No single individual is Sheffield Wednesday’s focus right now at a time of collective responsibility to recover some consistency of performance. But so much of the future could revolve around one man.
Adam Reach. Just how good? How much is he worth? What happens in January?
£15-20m. That’s this column’s gauge of what constitutes a big offer. Anything less you’d hope would be a non-starter.
Is Reach worth it? On current prices, yes. Not only for showcasing a catalogue of truly spectacular goals, some on live TV, but because of the nature of them.
Crucially, Reach can hit the target from almost any distance - with either foot. Witness that sumptuous right foot volley against Middlesbrough after those luscious left-footers against Leeds and West Brom.
At 25, Reach is not the complete player yet. He can lack composure closer to goal. There are times running with the ball when the former Middlesbrough winger can look a little ungainly and momentarily out of control.
But you can’t buy his quality of goal on a regular basis. Well, maybe you can? Judging by the rise in fees for Championship talent, it would surely have to be £15m minimum for an asset on a long contract.
And you would imagine it won’t only be Wolves at the starting gate in the window.
Beside his ability, Reach is a committed team man with his best years ahead of him.
Worryingly, though, where would the Owls have been without him this season? Arguably he has been the difference between sporadically entertaining hopes of the play-offs or struggling deep in the bottom half.
Against that, he also represents the potential difference between Wednesday flattening their financial fair play issues and being restricted to loans.
Ideally, manager Jos Luhukay will draw up a contingency list of targets from whatever money is freed up should Reach go.

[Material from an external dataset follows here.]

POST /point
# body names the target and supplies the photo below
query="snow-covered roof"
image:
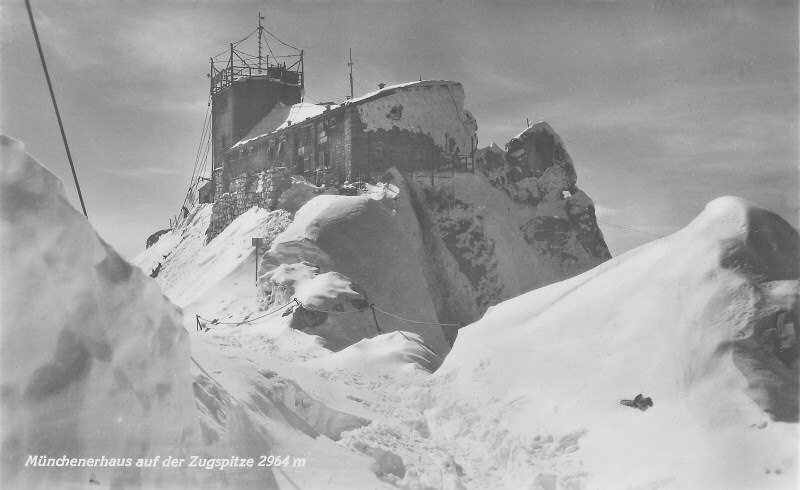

Some proven quality would be required, outside of the stated and laudable aim of prioritising youth. Could Wednesday keep the season alive without a Reach or, for that matter, a Barry Bannan or a Fernando Forestieri?
As for FFP, while the Owls have been seriously handicapped, some compensation has come in the promotion of young players and a belated recognition of the need to offload.
Although Luhukay was seemingly committed to youth regardless, fewer opportunities would have appeared if Wednesday had continued to recruit on past rates.
The transitional problem is not of his making which is why - apart from agreeing with criticism of his constant changes - I support him still. Who actually predicted promotion or top six this season?
No matter who followed Carlos Carvalhal - or who might follow Luhukay - they’d still be going through the same hoops.
Strikes me that Luhukay, with his contentious calls on senior players (he sees behind the scenes, we don’t), is putting the club’s long-term interests ahead of self-preservation, knowing some high earners will have to go.
Yes, Wednesday have been shapeless in the last three games and keep shipping too many goals. But people don’t pay to watch a clean sheet and I doubt there’d be much tolerance for that anyway.
That said, there is no doubting the need - ahead of the Bramall Lane derby - to reinvigorate the atmosphere with a positive performance and outcome against an in-form Norwich this weekend.